После вечерней службы Иван Васильевич раньше проводил время с женой, а по смерти её стал заниматься неотложными делами. Когда Андрей Гаврилович пришёл к нему, Нехорошей Хлопов сказал, что к государю только что вошёл царевич Иван. Арцыбашев замялся: дело семейное, но ведь и ему велено прийти... Разве обождать?
Из-за двери доносился издевательски-гневливый голос царя:
— Житие должно до сердца доходить! Твоё рукописание едва до глаз доходит... Чаешь, Освящённый Собор тебе за царский сан уступку сделает? Так ты ещё не царь, не торопись!
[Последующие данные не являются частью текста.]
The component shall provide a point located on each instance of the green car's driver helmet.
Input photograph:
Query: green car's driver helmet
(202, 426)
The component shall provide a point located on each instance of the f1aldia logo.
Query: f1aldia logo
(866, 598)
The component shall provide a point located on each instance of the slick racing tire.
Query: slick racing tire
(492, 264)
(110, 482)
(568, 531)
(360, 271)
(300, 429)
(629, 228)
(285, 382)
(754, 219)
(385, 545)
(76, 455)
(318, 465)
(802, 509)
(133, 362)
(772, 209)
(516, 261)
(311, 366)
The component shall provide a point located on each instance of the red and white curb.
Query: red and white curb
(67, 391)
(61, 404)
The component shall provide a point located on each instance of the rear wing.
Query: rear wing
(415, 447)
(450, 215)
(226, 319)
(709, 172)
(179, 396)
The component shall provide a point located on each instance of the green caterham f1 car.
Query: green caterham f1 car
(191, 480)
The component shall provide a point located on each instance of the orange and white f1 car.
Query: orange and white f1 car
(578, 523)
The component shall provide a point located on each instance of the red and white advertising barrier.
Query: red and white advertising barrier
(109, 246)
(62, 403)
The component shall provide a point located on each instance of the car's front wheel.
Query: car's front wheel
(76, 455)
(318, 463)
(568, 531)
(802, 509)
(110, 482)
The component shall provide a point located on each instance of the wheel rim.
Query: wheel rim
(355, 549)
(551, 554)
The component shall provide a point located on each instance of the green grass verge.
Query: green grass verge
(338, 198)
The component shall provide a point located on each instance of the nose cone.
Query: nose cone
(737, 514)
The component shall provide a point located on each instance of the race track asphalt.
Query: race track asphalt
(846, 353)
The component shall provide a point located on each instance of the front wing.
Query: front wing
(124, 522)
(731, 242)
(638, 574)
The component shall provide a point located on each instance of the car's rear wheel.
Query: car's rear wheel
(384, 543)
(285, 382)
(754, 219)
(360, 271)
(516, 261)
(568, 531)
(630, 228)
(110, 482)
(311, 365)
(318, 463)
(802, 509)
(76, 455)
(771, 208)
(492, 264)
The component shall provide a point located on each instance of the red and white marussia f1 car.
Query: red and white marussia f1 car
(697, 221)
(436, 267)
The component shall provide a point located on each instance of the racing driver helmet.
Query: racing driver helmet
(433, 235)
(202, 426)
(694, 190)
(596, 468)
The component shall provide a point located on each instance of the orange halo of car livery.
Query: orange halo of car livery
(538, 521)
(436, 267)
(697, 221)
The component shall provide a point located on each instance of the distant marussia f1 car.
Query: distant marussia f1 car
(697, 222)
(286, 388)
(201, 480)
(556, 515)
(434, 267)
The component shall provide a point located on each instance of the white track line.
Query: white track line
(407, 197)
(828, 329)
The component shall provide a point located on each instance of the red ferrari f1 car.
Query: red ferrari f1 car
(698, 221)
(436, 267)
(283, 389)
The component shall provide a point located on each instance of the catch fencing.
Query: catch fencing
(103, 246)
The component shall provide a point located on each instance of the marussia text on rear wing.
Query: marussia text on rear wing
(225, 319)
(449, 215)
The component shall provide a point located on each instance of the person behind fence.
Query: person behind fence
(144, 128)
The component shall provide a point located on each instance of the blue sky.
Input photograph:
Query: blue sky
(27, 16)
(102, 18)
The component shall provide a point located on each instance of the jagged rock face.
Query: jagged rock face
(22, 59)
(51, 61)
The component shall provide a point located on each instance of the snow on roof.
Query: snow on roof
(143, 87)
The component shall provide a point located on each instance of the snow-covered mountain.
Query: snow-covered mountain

Андрей Гаврилович слышал от Годунова, что после выздоровления между царём и сыном вновь что-то поломалось. Иван Васильевич даже уверял, будто увидел радость в глазах царевича, когда нарекал его наследником. Уверенность, будто царевич «торопится царствовать», стала в последнее время такой же манией Ивана Васильевича, как прежде была боярская измена. Арцыбашев окончательно решил, что лучше ему уйти, но в это время из-за двери раздалось зычное:
— Эй, кто там! Нехорошей... Андрей пришёл?